Fixing NumPy Error: Array is not JSON serializable

Updated: January 23, 2024 By: Guest Contributor Post a comment

Introduction

When working with NumPy arrays and JSON data serialization in Python, you may encounter the error stating that ‘array is not JSON serializable’. This error occurs because JSON is a text-based format that doesn’t natively handle NumPy’s binary array objects. Fortunately, there are multiple workarounds to effectively deal with this issue.

Understanding the Error

Before diving into the solutions, let’s understand why this error occurs. JSON is a standard data interchange format that serializes objects to string representations. However, since NumPy arrays are not built-in Python data types, the JSON module does not know how to convert these objects to strings. As a result, attempting to serialize a NumPy array using the json.dumps() function will throw an error.

Solution #1: Use Python’s Built-in Lists

NumPy arrays can be converted to lists, which are serializable by JSON. This method is straightforward, with the only drawback being the potential for increased memory usage with very large arrays.

  1. Convert the NumPy array to a Python list using tolist().
  2. Serialize the list using json.dumps().

Example:

import json
import numpy as np

# Create a NumPy array
dataset = np.array([1, 2, 3])

# Convert to a list and serialize
data_json = json.dumps(dataset.tolist())

# Output
print(data_json)

Notes: Converting to a list is simple and widely compatible, but may not be the most memory-efficient for large arrays.

Solution #2: Use a Custom JSON Encoder

Implement a custom JSON encoder that extends json.JSONEncoder to handle NumPy array serialization.
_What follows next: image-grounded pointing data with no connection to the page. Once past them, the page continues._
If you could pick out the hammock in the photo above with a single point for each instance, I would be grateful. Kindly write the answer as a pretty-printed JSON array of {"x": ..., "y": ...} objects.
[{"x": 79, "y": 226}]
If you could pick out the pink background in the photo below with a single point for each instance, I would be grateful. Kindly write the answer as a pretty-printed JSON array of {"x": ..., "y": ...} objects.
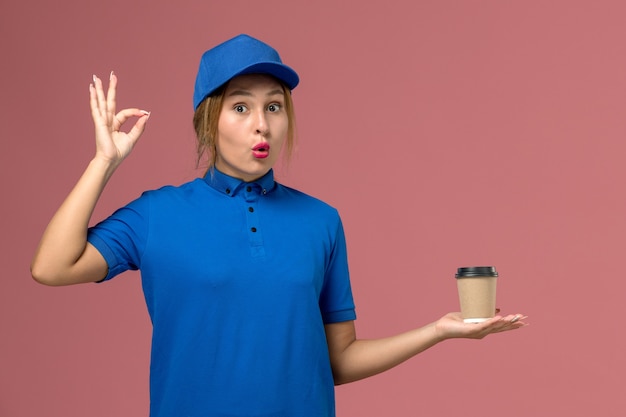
[{"x": 447, "y": 133}]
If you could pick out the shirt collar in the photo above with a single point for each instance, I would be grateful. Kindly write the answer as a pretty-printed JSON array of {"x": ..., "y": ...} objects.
[{"x": 231, "y": 186}]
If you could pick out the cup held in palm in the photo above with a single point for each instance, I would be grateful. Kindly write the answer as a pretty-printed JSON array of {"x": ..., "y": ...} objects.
[{"x": 477, "y": 292}]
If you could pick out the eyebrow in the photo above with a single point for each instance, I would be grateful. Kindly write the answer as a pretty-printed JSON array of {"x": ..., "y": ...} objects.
[{"x": 249, "y": 94}]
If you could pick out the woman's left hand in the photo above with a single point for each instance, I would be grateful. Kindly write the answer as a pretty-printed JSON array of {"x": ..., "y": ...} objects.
[{"x": 452, "y": 326}]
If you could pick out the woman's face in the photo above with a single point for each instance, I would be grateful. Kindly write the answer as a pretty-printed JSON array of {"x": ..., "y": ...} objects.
[{"x": 252, "y": 127}]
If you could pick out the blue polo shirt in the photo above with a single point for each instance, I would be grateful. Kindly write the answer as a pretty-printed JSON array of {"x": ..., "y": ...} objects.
[{"x": 239, "y": 279}]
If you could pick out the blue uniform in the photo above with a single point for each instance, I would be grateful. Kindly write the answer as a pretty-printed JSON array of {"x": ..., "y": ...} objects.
[{"x": 239, "y": 279}]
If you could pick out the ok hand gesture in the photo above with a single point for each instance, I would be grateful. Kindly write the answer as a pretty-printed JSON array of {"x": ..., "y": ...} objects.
[{"x": 112, "y": 144}]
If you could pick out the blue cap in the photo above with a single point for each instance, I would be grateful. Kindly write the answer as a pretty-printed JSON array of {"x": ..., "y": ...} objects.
[{"x": 238, "y": 56}]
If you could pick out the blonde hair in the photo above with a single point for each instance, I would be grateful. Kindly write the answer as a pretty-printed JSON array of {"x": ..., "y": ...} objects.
[{"x": 206, "y": 119}]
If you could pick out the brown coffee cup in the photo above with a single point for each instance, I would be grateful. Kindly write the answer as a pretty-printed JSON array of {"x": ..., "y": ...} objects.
[{"x": 477, "y": 292}]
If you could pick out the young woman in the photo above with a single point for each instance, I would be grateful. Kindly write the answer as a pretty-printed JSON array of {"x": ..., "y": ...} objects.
[{"x": 246, "y": 280}]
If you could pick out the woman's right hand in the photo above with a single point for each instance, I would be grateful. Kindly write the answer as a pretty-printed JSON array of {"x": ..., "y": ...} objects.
[{"x": 112, "y": 144}]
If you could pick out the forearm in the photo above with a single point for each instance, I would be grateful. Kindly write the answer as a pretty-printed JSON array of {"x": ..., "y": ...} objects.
[
  {"x": 64, "y": 241},
  {"x": 363, "y": 358}
]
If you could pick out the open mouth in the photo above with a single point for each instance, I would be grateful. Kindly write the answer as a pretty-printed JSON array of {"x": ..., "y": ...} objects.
[{"x": 261, "y": 150}]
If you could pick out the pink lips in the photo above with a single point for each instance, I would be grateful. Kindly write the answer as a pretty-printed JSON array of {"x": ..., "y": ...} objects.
[{"x": 261, "y": 150}]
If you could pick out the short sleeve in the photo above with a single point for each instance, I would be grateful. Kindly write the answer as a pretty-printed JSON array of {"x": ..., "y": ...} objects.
[
  {"x": 336, "y": 300},
  {"x": 121, "y": 238}
]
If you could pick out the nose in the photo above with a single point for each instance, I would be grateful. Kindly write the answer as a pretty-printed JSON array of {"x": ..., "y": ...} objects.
[{"x": 261, "y": 125}]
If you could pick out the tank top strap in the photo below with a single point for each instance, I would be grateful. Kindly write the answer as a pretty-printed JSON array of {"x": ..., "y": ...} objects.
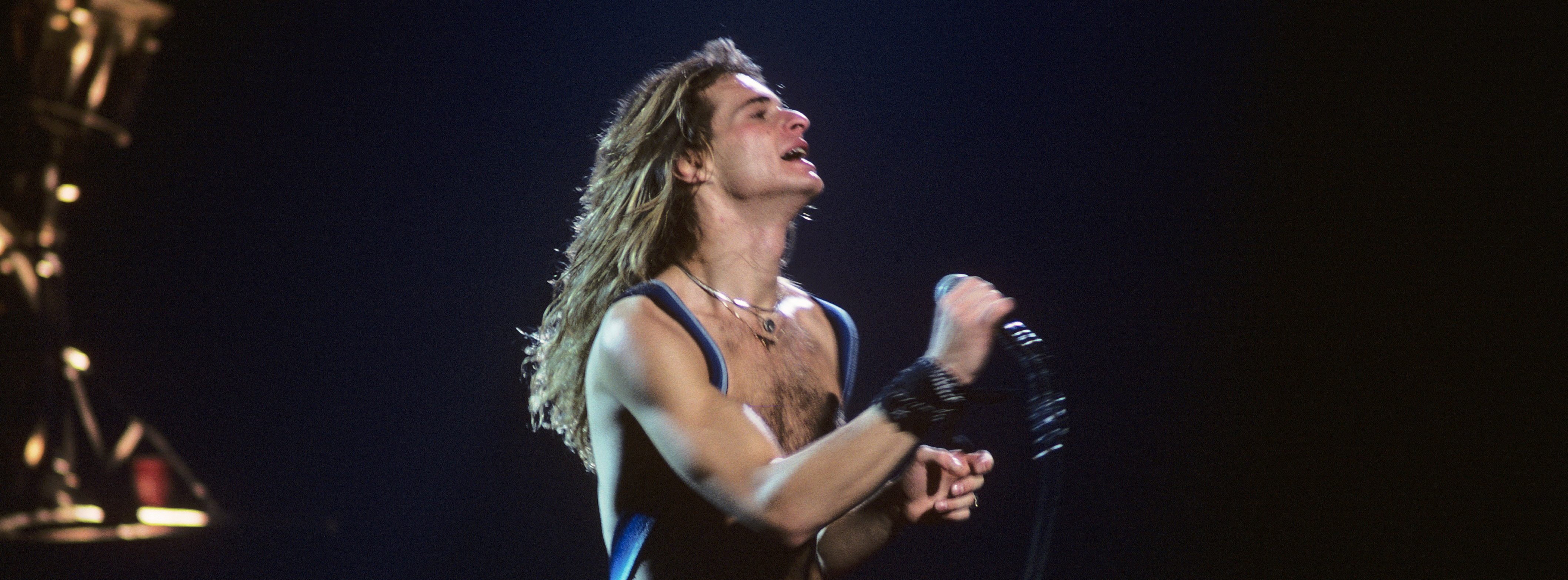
[{"x": 667, "y": 300}]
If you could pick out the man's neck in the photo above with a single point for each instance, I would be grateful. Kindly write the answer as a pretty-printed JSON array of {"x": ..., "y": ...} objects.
[{"x": 742, "y": 245}]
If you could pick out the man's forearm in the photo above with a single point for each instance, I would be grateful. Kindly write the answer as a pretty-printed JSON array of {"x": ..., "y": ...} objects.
[
  {"x": 850, "y": 540},
  {"x": 825, "y": 480}
]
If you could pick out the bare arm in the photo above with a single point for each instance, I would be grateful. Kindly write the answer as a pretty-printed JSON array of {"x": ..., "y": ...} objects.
[{"x": 938, "y": 485}]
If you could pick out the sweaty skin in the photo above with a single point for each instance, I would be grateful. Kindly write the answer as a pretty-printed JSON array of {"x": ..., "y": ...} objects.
[{"x": 766, "y": 482}]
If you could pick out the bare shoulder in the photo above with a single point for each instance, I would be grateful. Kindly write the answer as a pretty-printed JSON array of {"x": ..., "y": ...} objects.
[
  {"x": 807, "y": 311},
  {"x": 640, "y": 350}
]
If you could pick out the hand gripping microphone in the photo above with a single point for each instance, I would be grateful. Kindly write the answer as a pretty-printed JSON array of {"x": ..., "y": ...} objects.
[
  {"x": 1047, "y": 414},
  {"x": 1047, "y": 408}
]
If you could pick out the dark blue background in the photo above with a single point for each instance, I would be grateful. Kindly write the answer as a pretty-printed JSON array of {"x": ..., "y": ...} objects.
[{"x": 310, "y": 267}]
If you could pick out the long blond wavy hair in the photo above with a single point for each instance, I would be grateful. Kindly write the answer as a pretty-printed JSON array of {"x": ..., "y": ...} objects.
[{"x": 635, "y": 221}]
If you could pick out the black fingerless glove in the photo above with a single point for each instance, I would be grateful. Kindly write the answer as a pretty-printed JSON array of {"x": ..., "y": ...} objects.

This is more flexible and can be customized to handle various NumPy data types.

  1. Define a custom encoder that inherits from json.JSONEncoder.
  2. Override the default() method to serialize NumPy arrays.
  3. Pass this encoder to json.dumps().

Example:

import json
import numpy as np

class NumPyEncoder(json.JSONEncoder):
    def default(self, obj):
        if isinstance(obj, np.ndarray):
            return obj.tolist()
        return json.JSONEncoder.default(self, obj)

dataset = np.array([1, 2, 3])
data_json = json.dumps(dataset, cls=NumPyEncoder)
print(data_json)

Notes: This method is more complex but allows for more control over serialization, and can be extended to handle different data types.
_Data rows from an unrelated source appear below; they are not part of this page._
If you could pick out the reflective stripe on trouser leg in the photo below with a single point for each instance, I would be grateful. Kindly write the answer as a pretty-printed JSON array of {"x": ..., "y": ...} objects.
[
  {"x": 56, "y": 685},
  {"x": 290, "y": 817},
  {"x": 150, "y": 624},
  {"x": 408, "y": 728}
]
Solution #3: Use Serialization Libraries

Utilize third-party libraries such as pandas or json_tricks, which can natively handle NumPy array serialization to JSON. These libraries can deal with more complex data types and structures.

  1. Install the serialization library (e.g., pip install pandas).
  2. Use the library’s built-in functions for serialization.
import pandas as pd
import numpy as np

# Create a NumPy array wrapped in a pandas DataFrame
dataframe = pd.DataFrame(np.array([1, 2, 3]))

# Serialize using pandas' to_json() function
data_json = dataframe.to_json()

# Output
print(data_json)

Notes: These libraries provide powerful serialization options but add dependencies to your project.

Conclusion

When facing the ‘array is not JSON serializable’ error in NumPy, the solutions shown above can help resolve the issue. Whether you choose to convert NumPy arrays to lists, implement a custom JSON encoder, or opt for a third-party serialization library, understanding how to manipulate data formats will enable you to work with JSON and NumPy seamlessly in Python.